Thursday 1 November 2012

rambles about life

it has been a rather long time since i last posted on this blog; in fact it's been around thirteen weeks. life has been rather busy in that time. i never realised just how tiring group therapy could be. i think that now, after seventeen weeks, i am getting used to the frustration and exhaustion that comes with attending therapy three and a half days a week. though it still is extremely exhausting and i have another eight months to go! some days i wonder if i'll survive another eight months of this. actually i wonder that everyday. but some of those days i am reminded of why i put myself through it. it is helping somewhat but it's a lot of hard work and i still struggle with things; especially with being challenged about certain behaviours. this week has been especially difficult and frustrating and i have left every night with a tension headache because it's been such hard work. at the moment i am what is called 'duty member'. 'duty member' is a role in the community that involves supporting other community members if they are in distress outside of therapy spaces or if they leave the therapy space for some reason during a session. as duty member for the last three weeks i have had to be there to support people emotionally but for some reason, this week, it has been especially difficult to fulfil this role.

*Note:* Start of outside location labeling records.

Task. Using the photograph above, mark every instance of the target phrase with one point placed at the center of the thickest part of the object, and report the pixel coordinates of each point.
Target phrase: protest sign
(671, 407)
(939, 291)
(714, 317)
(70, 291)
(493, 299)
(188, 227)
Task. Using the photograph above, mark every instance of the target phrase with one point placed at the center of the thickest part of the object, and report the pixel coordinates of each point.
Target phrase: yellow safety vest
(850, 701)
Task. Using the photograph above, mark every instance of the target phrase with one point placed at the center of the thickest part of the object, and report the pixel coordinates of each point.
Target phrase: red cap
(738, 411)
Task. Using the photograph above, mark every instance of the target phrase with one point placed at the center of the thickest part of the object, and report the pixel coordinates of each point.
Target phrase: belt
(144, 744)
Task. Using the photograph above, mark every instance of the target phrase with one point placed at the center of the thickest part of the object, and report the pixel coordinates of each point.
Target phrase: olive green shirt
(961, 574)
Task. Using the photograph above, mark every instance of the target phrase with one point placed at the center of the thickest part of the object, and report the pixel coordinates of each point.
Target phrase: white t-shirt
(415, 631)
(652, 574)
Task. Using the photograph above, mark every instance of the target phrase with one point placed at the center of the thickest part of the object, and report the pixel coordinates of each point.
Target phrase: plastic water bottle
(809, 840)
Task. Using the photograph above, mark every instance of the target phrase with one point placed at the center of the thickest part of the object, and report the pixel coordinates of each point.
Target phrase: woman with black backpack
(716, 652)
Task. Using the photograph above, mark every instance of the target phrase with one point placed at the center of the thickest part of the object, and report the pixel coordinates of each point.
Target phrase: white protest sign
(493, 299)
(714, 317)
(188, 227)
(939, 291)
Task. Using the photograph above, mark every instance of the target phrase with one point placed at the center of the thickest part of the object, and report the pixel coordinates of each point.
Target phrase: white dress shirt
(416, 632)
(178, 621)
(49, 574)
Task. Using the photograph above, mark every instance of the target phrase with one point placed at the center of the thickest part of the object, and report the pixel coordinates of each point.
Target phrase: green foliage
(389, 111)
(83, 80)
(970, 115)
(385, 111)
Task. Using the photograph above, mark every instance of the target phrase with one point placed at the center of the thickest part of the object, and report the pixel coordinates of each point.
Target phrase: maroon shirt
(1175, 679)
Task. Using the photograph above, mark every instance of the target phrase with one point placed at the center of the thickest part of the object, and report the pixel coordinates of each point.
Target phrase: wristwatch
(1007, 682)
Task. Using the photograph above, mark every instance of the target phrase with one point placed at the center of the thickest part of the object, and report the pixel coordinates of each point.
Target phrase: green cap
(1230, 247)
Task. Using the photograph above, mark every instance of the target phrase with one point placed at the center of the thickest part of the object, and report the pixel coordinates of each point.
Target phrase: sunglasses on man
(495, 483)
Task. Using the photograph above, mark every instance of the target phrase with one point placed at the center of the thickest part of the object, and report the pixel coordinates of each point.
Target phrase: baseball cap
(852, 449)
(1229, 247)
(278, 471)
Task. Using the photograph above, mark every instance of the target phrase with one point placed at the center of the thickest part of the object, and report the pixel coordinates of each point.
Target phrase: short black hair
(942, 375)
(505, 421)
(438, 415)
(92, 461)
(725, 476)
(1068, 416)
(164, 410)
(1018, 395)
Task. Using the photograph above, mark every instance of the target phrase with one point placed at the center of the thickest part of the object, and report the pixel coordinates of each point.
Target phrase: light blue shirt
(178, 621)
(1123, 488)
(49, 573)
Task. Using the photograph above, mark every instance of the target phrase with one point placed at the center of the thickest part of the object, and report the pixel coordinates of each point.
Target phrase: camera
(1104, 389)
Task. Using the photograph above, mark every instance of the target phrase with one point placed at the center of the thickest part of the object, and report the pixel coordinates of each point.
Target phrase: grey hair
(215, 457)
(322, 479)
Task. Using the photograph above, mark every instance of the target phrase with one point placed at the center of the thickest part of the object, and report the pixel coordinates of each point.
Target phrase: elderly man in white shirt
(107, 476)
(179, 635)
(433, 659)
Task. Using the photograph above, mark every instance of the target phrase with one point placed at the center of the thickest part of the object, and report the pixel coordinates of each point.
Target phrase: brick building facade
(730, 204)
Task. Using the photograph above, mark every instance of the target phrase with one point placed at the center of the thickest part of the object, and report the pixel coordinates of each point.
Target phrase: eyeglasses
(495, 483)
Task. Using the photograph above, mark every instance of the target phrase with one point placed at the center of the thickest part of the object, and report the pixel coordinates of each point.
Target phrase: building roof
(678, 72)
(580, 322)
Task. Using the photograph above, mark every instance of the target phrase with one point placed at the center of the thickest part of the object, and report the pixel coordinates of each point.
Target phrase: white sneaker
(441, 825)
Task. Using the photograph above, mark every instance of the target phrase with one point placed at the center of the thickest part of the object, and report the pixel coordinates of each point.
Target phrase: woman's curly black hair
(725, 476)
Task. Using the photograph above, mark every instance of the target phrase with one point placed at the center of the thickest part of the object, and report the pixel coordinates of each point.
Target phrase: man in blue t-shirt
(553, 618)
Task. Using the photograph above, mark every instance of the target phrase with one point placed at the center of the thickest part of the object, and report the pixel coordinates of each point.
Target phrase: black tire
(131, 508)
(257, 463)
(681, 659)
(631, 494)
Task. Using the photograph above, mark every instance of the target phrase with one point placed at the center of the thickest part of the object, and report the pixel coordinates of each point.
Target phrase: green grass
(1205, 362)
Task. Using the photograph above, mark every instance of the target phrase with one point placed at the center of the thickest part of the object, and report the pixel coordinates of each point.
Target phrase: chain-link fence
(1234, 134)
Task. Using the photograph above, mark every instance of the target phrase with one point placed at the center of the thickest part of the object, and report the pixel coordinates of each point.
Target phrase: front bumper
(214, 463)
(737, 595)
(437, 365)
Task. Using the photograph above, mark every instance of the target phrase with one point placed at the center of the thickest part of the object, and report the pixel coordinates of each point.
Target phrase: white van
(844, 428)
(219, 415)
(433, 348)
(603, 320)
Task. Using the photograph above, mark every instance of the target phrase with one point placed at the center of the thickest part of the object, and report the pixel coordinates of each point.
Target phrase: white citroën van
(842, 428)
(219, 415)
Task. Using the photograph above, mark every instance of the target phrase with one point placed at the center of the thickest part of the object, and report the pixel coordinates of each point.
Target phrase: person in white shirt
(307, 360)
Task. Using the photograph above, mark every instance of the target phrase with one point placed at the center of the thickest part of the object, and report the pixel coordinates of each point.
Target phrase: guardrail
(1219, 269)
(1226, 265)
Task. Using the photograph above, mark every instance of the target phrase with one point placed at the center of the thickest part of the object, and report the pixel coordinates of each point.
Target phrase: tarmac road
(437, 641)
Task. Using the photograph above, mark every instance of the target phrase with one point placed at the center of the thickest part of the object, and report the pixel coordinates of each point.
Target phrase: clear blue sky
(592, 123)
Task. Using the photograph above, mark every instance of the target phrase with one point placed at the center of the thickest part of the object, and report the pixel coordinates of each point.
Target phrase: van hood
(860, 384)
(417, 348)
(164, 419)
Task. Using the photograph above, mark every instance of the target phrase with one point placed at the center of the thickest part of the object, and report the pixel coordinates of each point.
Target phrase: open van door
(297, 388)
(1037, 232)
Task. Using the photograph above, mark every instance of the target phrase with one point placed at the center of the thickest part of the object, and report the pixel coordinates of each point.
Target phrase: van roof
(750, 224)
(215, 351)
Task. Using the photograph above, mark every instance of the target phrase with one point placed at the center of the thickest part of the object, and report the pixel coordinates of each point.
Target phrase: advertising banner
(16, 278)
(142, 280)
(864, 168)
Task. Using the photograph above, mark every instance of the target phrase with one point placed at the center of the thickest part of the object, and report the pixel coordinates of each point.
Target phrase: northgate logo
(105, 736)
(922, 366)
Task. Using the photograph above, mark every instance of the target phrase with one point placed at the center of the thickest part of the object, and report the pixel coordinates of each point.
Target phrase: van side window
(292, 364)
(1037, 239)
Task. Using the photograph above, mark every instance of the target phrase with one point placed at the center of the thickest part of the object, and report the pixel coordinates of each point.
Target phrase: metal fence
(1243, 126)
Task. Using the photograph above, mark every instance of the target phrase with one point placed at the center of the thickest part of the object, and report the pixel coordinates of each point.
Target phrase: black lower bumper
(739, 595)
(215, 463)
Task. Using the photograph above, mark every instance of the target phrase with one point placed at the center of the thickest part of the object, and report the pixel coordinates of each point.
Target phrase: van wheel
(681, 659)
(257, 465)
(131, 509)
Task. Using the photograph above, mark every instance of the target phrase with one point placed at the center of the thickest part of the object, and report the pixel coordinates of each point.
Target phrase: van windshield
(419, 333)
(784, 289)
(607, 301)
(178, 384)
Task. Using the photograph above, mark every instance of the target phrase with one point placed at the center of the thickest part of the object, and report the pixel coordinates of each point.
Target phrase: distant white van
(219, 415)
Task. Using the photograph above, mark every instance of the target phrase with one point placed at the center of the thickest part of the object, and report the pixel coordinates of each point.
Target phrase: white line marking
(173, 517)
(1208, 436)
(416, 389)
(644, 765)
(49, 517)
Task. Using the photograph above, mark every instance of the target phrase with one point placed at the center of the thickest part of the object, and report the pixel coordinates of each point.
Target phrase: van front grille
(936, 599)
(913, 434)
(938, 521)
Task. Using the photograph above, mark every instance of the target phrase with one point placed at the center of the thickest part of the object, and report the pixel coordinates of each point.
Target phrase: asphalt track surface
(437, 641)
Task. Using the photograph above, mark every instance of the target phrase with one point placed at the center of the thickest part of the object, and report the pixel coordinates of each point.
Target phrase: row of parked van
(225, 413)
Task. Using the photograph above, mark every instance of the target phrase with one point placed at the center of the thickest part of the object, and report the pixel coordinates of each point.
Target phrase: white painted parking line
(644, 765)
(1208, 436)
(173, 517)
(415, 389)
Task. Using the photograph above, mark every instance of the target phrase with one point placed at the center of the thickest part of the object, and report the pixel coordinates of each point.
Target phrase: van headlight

my faith has been very important in my journey through therapy thus far as it has helped me to understand my issues better and to remain patient through my frustrations. i have been constantly praying through my therapy; praying that i can be patient and support others. i believe that this therapy has been a real blessing from God and i really can see His hand in it, though sometimes i have to remind myself of this and pray for God to keep reminding me of this and i know that i need to keep bringing it back to Him and asking for the strength to deal with everything that comes from it. as well as everything that i am learning through my therapy, i believe that i am learning a lot in my relationship with God. i have just been invited to join a small group at church which i am really excited about and the first small group that i attended this week was a real blessing for me. i also feel that the preaches in church in the last few months have been so transforming and spirit-filled for me and i am just so excited to see what He has in store for me.

today, being the first of november, is the first day of national novel writing month. i attempted this last year but did not complete it as i gave up on my novel part way through. this year i prefer my novel and so really hope that i manage to complete it. i love writing and, though it will be difficult to manage nano with my therapy, i really want to write an actual novel. i will attempt to keep this blog updated on my progress throughout the month, though i won't make any promises.

for now, i should really use my words for my nano instead of blogging. i just really felt a pull to write a blog post kind of updating how things are going in my life. i guess the basic gist of things is that life is frustrating, hard and busy at the moment but i'm actually feeling pretty positive about life at the moment. i guess therapy really is helping.